Poruszająca opowieść o chłopięcym wybryku, który nieprzewidzianie wymyka się spod kontroli, o zmaganiu się z poczuciem winy i o dziecięcych uprzedzeniach.
Ward i Bernie są przyjaciółmi. Za każdym razem razem, jak jedna para butów. Jest ostatni dzień roku, chłopcy spacerują po łąkach z psem Warda, Elmerem. Niby przypadkiem trafiają do zagrody Betjemana, pana ze sztuczną ręką. Ward wyjmuje z kojca jego starą kaczkę, by się z nią pobawić – i niechcący ją zabija. Tak inicjuje się nieubłagany splot zdarzeń i konsekwencji, który sprawi, iż nic już nie będzie takie samo.

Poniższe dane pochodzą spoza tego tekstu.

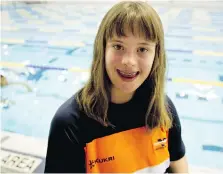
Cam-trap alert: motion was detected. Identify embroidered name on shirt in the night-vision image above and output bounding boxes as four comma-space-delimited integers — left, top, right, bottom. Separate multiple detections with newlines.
154, 138, 167, 150
89, 156, 115, 169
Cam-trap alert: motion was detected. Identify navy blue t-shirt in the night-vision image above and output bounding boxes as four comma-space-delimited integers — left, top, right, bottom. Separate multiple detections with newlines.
45, 95, 185, 173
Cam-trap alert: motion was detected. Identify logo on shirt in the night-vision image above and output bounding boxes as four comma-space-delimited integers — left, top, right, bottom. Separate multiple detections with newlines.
88, 156, 115, 169
153, 138, 167, 150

Bart Moeyaert z bezkompromisową szczerością oddaje przeżycia młodego bohatera i po mistrzowsku generuje opresyjną atmosferę, która sprawia, iż wszystko czuje się na własnej skórze. I choć książka ta została napisana z myślą o młodzieży, jej literacką jakość i siłę wyrazu docenią choćby najmocniej wymagający dorośli czytelnicy.
Gołymi rękami zostało wyodrębnione wieloma nagrodami, w tym Deutscher Jugendliteraturpreis i prestiżowym niderlandzkim metalicznym Rysikiem.
Niewielu jest pisarzy tak ascetycznych, a równocześnie tak wrażliwych.
„NRC Handelsblad"
Będziecie czytali tę książkę ze ściśniętym sercem, bo jest tak przejmująca, bo jest tak idealnie napisana – bo takie rzeczy zdarzają się naprawdę.
„De Groene Amsterdammer"
Moeyaert nie robi żadnych uników, przed niczym się nie cofa. Ta książka jest nieustraszona, idealnie napisana i, szczerze mówiąc, chwilami dość przerażająca.
David Almond
Język Barta Moeyaerta jest oszczędny i muzyczny, rezonują w nim tłumione emocje i niewypowiedziane pragnienia. Twórczość tego pisarza to wyśmienity przykład na to, że książki dla dzieci i młodzieży stanowią pełnoprawną część literatury światowej.